To me, at least, the most likely candidates to write the majority opinion in Rahimi are, in order of decreasing likelihood[1]: (1) Justice Barrett, (2) Justice Kavanaugh, (3) Chief Justice Roberts, and (4) Justice Thomas.  Justice Barrett seems a natural choice given her Kanter dissent and the possibility that the Court adopts a version of the principle she endorsed in that case: namely, that “[h]istory . . . demonstrates that legislatures have the power to prohibit dangerous people from possessing guns.”  The Solicitor General argued in favor of this “dangerousness” principle at oral argument. While the government likely supports a more expansive conception of dangerousness with regard to past criminal convictions than Justice Barrett, she seems likely to agree with the SG about how the concept applies in the domestic violence context.  Justice Kavanaugh is a close second, for me, because he is often credited with developing the text, history, and tradition test as a circuit judge (dissenting from a 2011 decision rejecting a challenge to D.C.’s assault weapons ban), and because he emphasized in that case that governments have “flexibility and power to impose gun regulations under a test based on text, history, and tradition.”  The Chief Justice joined Justice Kavanaugh in what was essentially a cautionary concurrence in Bruen, and thus seems a likely candidate to a write a decision in a high-profile case explaining that Bruen was not meant to disturb the type of law at issue.  If the Court ends up taking a narrow approach to the case, then it’s also possible that Justice Thomas could emerge as the author—essentially offering a clarification of his earlier majority opinion in Bruen.  

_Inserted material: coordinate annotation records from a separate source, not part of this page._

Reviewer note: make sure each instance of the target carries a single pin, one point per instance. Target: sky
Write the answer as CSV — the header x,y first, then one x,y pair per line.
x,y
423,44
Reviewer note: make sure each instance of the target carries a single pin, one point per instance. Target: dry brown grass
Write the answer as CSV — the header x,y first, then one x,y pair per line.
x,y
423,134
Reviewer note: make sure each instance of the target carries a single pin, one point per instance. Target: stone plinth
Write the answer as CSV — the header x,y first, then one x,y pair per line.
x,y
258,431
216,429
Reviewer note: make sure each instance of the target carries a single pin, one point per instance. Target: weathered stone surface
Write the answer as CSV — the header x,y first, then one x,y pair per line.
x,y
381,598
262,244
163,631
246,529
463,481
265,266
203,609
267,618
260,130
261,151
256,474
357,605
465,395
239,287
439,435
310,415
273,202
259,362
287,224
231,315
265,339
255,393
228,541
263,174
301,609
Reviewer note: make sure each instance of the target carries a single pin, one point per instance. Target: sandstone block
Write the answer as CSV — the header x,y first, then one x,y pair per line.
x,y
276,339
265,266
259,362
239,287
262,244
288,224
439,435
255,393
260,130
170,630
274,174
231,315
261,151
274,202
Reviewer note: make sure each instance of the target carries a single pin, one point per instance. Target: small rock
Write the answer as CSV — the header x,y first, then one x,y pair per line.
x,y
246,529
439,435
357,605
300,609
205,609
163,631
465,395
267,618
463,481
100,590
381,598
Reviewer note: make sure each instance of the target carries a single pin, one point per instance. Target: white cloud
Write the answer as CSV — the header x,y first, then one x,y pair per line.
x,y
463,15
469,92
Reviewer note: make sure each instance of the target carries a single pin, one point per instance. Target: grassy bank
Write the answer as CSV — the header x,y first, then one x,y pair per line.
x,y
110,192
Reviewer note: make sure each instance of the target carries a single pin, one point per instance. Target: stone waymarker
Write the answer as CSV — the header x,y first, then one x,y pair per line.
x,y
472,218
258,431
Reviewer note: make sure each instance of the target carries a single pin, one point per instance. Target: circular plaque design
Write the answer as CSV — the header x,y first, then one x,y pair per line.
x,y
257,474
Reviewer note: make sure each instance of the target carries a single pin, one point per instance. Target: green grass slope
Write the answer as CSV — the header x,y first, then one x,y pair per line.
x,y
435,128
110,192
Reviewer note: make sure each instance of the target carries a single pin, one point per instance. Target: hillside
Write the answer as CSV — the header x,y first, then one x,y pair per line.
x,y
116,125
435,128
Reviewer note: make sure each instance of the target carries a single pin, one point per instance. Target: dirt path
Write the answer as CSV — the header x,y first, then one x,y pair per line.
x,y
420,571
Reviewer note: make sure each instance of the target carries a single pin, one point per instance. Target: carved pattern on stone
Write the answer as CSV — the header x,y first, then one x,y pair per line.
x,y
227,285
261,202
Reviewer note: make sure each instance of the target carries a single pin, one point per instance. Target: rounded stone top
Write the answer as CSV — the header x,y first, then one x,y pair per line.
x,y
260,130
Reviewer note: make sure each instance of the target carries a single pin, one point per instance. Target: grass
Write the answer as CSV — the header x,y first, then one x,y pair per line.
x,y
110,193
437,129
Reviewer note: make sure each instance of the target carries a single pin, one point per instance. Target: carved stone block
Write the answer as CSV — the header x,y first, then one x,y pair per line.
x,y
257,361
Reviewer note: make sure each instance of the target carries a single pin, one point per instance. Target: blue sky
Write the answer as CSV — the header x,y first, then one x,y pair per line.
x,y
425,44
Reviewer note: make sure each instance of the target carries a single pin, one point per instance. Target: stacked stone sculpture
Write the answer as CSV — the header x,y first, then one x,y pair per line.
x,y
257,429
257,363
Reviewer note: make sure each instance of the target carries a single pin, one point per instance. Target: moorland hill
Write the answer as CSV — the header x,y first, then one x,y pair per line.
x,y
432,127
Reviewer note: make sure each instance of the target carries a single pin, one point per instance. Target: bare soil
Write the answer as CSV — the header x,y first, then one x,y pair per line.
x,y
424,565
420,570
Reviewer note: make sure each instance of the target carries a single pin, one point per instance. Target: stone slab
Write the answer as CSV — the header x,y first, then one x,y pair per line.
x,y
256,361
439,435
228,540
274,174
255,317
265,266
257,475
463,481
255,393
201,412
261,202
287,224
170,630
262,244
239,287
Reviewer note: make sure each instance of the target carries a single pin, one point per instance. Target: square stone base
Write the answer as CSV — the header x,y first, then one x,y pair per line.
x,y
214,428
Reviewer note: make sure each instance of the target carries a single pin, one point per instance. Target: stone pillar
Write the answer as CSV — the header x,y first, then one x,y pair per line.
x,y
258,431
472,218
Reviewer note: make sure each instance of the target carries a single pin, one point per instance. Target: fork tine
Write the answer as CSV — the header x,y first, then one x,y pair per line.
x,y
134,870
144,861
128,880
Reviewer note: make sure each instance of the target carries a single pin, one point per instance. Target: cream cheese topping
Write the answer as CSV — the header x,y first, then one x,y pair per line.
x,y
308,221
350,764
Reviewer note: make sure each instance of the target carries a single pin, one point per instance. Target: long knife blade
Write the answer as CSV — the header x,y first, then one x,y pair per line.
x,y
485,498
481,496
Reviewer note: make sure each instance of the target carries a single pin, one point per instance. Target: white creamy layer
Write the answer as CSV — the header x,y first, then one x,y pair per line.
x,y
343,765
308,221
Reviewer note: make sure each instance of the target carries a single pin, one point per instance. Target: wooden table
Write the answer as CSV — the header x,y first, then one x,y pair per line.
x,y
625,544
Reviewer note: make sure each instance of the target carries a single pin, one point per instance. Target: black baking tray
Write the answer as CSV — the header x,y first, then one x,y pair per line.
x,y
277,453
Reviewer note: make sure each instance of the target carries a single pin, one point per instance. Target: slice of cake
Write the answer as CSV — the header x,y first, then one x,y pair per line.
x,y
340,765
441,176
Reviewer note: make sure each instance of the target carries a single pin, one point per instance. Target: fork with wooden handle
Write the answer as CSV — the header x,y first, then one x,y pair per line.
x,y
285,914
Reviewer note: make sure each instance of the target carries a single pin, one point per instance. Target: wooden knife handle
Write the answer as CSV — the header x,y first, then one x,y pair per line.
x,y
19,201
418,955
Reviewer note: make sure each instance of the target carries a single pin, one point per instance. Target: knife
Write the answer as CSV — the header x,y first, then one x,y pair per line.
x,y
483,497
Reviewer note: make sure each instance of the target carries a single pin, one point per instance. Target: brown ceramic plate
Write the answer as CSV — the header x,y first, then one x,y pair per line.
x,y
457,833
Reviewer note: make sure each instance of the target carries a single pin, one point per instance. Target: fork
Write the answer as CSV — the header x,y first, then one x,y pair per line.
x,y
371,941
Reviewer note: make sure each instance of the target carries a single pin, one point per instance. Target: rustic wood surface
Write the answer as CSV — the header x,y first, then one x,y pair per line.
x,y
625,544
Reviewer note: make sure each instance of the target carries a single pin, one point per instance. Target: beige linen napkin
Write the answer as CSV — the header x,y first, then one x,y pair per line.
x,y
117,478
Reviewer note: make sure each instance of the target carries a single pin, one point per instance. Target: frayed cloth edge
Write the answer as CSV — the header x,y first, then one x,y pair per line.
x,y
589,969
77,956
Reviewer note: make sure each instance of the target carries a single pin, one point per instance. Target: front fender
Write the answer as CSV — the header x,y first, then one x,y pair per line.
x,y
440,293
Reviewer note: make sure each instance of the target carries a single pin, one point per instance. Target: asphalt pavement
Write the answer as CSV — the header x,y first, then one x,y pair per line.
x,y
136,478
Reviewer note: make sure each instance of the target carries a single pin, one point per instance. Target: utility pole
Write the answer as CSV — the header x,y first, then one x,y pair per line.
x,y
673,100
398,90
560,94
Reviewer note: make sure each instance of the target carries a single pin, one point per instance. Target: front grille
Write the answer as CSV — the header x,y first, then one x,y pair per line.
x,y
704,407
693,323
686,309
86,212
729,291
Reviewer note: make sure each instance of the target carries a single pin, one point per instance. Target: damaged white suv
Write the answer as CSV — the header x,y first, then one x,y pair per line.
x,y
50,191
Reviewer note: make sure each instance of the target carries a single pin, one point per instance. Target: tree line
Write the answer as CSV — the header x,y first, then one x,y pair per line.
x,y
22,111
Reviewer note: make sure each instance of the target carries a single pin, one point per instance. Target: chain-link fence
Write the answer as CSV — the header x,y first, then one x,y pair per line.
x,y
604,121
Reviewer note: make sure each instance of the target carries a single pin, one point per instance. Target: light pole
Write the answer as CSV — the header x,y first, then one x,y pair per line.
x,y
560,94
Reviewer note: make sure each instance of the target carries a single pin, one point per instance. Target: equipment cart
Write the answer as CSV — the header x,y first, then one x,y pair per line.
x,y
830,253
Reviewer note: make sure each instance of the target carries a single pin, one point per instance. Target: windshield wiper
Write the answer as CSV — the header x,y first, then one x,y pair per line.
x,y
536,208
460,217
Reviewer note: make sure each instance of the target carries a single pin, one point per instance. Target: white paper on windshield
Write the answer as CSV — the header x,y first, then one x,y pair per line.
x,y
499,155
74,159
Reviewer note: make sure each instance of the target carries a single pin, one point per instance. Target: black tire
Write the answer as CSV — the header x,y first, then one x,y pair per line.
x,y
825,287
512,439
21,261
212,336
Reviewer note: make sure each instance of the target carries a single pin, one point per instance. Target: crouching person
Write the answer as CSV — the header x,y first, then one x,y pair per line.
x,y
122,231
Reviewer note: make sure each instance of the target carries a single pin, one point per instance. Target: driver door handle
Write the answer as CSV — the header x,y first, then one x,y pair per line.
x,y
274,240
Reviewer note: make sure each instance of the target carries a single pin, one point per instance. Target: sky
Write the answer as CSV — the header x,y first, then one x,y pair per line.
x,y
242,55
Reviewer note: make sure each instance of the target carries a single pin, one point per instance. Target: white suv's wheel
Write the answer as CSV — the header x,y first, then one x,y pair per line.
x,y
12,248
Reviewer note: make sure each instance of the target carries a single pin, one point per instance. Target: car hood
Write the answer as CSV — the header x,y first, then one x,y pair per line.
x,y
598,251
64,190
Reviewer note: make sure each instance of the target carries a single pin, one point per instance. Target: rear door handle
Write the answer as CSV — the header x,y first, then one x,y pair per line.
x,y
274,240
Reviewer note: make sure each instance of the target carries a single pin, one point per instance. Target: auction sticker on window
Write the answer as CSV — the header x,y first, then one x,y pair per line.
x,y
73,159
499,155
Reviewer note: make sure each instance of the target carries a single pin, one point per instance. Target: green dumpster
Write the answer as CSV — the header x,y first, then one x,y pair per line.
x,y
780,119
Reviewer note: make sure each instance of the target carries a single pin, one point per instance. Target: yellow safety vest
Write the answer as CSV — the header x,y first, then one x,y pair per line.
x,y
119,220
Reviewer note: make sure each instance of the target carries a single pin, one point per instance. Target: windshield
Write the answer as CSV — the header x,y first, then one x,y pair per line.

It would surprise me if Justice Alito, Gorsuch, Kagan, Sotomayor, or Jackson ended up writing the majority opinion—although it’s entirely possible we could see concurrences or dissents from one or more of those justices.  Justices Kagan, Sotomayor, and especially Jackson all appear to be in favor of a broader repudiation of the Bruen test, one that almost certainly lacks majority support on the current Court.  Justice Alito appeared somewhat skeptical of the government’s case at oral argument and focused on the procedural mechanics of the DVRO law, but I think it is unlikely the Court will decide the case on that basis.  And Justice Gorsuch seemed to be of the opinion that (as Professor Jake Charles has argued in these two prior posts) Rahimi’s facial challenge must fail because the law is constitutional in some applications; but that an as-applied challenge might be possible if the underlying protective order did not contain an actual finding of dangerousness.  This makes Gorsuch a likely vote to reverse, but other justices did not seem as interested in the facial challenge aspect.

[1] This analysis largely assumes the Court will to reverse the Fifth Circuit and uphold 18 U.S.C. § 922(g)(8), which appears to be the most likely outcome based on oral argument.